Metadata-Version: 2.1
Name: blocklist-aggregator
Version: 0.9.1
Summary: Domains blocklist aggregator
Home-page: https://github.com/dmachard/blocklist-aggregator
Author: Denis MACHARD
Author-email: d.machard@gmail.com
Keywords: blocklist aggregator domains dns blacklist whitelist
Platform: any
Classifier: License :: OSI Approved :: MIT License
Classifier: Programming Language :: Python :: 3
Classifier: Operating System :: OS Independent
Classifier: Topic :: Software Development :: Libraries
Description-Content-Type: text/markdown
License-File: LICENSE
Requires-Dist: pyyaml
Requires-Dist: requests
Requires-Dist: pure-cdb

![Testing](https://github.com/dmachard/blocklist-aggregator/workflows/Testing/badge.svg) ![Build](https://github.com/dmachard/blocklist-aggregator/workflows/Build/badge.svg) ![Publish](https://github.com/dmachard/blocklist-aggregator/workflows/Publish/badge.svg) 

# Blocklist aggregator

This python module does the aggregation of several ads/tracking/malware lists, and merges them into a unified list with duplicates removed.

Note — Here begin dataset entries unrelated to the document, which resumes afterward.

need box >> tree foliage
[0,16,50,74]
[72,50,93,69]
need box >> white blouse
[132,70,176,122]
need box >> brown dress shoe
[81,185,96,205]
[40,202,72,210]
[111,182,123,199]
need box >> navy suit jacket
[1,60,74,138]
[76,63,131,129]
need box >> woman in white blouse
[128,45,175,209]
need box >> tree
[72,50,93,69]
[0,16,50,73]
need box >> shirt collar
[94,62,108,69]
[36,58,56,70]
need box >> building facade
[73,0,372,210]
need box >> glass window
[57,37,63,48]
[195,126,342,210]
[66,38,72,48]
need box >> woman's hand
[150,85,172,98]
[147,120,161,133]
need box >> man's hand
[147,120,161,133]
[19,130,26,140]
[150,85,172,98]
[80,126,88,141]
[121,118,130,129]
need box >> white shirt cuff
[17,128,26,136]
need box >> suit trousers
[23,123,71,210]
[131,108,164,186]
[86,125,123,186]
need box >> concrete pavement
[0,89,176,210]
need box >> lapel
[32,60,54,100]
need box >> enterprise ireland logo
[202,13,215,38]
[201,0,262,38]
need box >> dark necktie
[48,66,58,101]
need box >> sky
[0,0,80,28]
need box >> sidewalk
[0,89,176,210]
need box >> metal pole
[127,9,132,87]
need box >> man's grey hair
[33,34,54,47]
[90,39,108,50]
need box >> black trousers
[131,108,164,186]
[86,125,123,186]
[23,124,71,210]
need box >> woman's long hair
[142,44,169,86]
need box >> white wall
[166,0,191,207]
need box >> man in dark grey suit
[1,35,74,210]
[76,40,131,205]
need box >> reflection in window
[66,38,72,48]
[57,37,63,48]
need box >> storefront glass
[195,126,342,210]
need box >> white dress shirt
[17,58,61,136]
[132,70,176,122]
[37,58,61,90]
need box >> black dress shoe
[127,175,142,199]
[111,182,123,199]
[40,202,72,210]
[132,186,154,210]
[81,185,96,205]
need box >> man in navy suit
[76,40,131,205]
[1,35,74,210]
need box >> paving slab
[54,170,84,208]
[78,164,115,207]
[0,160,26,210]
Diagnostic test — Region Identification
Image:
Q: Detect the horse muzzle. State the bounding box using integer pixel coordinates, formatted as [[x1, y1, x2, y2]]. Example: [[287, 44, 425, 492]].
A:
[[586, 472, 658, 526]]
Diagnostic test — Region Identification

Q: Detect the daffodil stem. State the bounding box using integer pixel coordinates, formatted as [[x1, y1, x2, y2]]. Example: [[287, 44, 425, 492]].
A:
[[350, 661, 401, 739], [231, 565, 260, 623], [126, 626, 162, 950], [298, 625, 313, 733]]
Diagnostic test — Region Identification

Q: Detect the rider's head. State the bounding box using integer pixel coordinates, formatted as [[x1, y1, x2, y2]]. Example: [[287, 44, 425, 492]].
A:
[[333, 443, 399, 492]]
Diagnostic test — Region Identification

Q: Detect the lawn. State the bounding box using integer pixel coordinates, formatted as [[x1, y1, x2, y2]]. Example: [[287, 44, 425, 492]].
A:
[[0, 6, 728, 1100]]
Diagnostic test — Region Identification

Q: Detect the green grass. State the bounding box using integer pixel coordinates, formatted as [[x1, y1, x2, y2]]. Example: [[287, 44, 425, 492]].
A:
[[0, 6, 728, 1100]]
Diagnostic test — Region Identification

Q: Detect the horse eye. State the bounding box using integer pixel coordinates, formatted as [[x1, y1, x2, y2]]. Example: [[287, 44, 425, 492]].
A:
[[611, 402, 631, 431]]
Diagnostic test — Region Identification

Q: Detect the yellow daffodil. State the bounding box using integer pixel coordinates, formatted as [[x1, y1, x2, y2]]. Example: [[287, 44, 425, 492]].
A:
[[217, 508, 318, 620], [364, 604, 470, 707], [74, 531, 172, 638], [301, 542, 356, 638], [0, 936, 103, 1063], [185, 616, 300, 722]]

See the **[blocklist-domains](https://github.com/dmachard/blocklist-domains)** repository for an implementation.

Default sources:
- [x] winhelp2002.mvps.org
- [x] adaway.org
- [x] StevenBlack
- [x] urlhaus.abuse.ch
- [x] pgl.yoyo.org
- [x] someonewhocares.org
- [x] notracking
- [x] davidonzo/Threat-Intel
- [x] mitchellkrogza/Badd-Boyz-Hosts
- [x] PolishFiltersTeam/KADhosts
- [x] lists.disconnect.me
- [x] notracking/hosts-blocklists
- [x] easylist.to
- [x] paulgb/BarbBlock

## Table of contents
* [Installation](#installation)
* [Get Started](#get-started)
* [Custom Configuration](#custom-configuration)
* [Fetch and save-it to files](#fetch-and-save-it-to-files)

## Installation

![python 3.12.x](https://img.shields.io/badge/python%203.12.x-tested-blue) ![python 3.11.x](https://img.shields.io/badge/python%203.11.x-tested-blue) ![python 3.10.x](https://img.shields.io/badge/python%203.10.x-tested-blue) ![python 3.9.x](https://img.shields.io/badge/python%203.9.x-tested-blue) ![python 3.8.x](https://img.shields.io/badge/python%203.8.x-tested-blue)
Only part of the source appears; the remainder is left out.